There are two in the planning stages in the Duwamish (within 5 miles of Elliott Bay, and tidally influenced, I'd call that Puget Sound). There are ~10 projects associated with Commencement Bay that have recently been completed. I believe the Tulalip Landfill has a NRD mitigation project associated with it, and the gas pipeline rupture up in Bellingham had some NRD work associated with it.
WSDOT does mitigation banking, but those might be more in rivers draining to the Sound. Port Gamble's cleanup has been taken over by Ecology (I believe) and has mitigation/habitat restoration as a part of it. If I had to hazard a guess, the Port Angeles cleanup has habitat restoration as a part of it, and I know that King County as well as the City of Seattle have performed small habitat projects within Elliott Bay in the last ten years. And, I'm recalling a big wetlands project in Everett, but can't remember its name.
This doesn't really touch on mitigation required by CWA 404 or 401 permits/certifications, or as conditions on shoreline development.

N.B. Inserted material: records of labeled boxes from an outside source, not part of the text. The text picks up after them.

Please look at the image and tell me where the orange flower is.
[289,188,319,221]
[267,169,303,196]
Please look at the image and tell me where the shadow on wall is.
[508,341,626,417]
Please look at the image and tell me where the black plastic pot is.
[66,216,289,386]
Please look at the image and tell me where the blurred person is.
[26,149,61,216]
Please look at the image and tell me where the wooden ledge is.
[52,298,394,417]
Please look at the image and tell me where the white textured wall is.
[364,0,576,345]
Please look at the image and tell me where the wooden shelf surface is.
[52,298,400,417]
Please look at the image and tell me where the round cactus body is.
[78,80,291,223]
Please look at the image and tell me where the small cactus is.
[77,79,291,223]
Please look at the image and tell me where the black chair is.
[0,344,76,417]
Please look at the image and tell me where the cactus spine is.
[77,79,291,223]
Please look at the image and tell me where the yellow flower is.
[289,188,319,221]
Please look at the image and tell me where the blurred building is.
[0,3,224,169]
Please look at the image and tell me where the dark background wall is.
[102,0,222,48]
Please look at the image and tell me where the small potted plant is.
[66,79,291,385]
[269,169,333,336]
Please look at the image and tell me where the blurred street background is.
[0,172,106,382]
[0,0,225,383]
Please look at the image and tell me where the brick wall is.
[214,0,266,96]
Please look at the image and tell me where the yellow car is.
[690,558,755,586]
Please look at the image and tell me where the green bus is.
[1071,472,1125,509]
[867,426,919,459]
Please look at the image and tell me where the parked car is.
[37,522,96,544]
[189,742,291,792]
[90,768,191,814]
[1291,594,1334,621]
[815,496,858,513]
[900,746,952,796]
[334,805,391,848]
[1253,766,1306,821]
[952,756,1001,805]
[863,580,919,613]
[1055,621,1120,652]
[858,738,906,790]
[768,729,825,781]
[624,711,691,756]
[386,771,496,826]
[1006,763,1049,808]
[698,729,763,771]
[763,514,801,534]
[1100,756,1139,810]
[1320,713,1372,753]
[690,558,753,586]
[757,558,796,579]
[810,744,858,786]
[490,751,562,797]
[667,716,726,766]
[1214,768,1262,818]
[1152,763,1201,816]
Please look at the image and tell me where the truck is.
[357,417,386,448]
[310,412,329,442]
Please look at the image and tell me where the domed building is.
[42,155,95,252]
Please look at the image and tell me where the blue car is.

As for the educational comment, I agree in an abstract sense. Since I waved that thing around (something I rarely do), here is my background:
I went to UCSC, and spent two years helping teach an aquatic toxicology class, as well as working in an environmental toxicology lab who's primary responsibility was the Regional Monitoring Project for San Francisco Bay, a program funded by dischargers and administered by the San Francisco Estuary Institute. SFEI is basically responsible for studying and helping guide the restoration of San Francisco Bay. I'm a lawyer now, so my knowledge of the state of the science is admittedly limited, but things like creosote pilings I have a decent understanding of.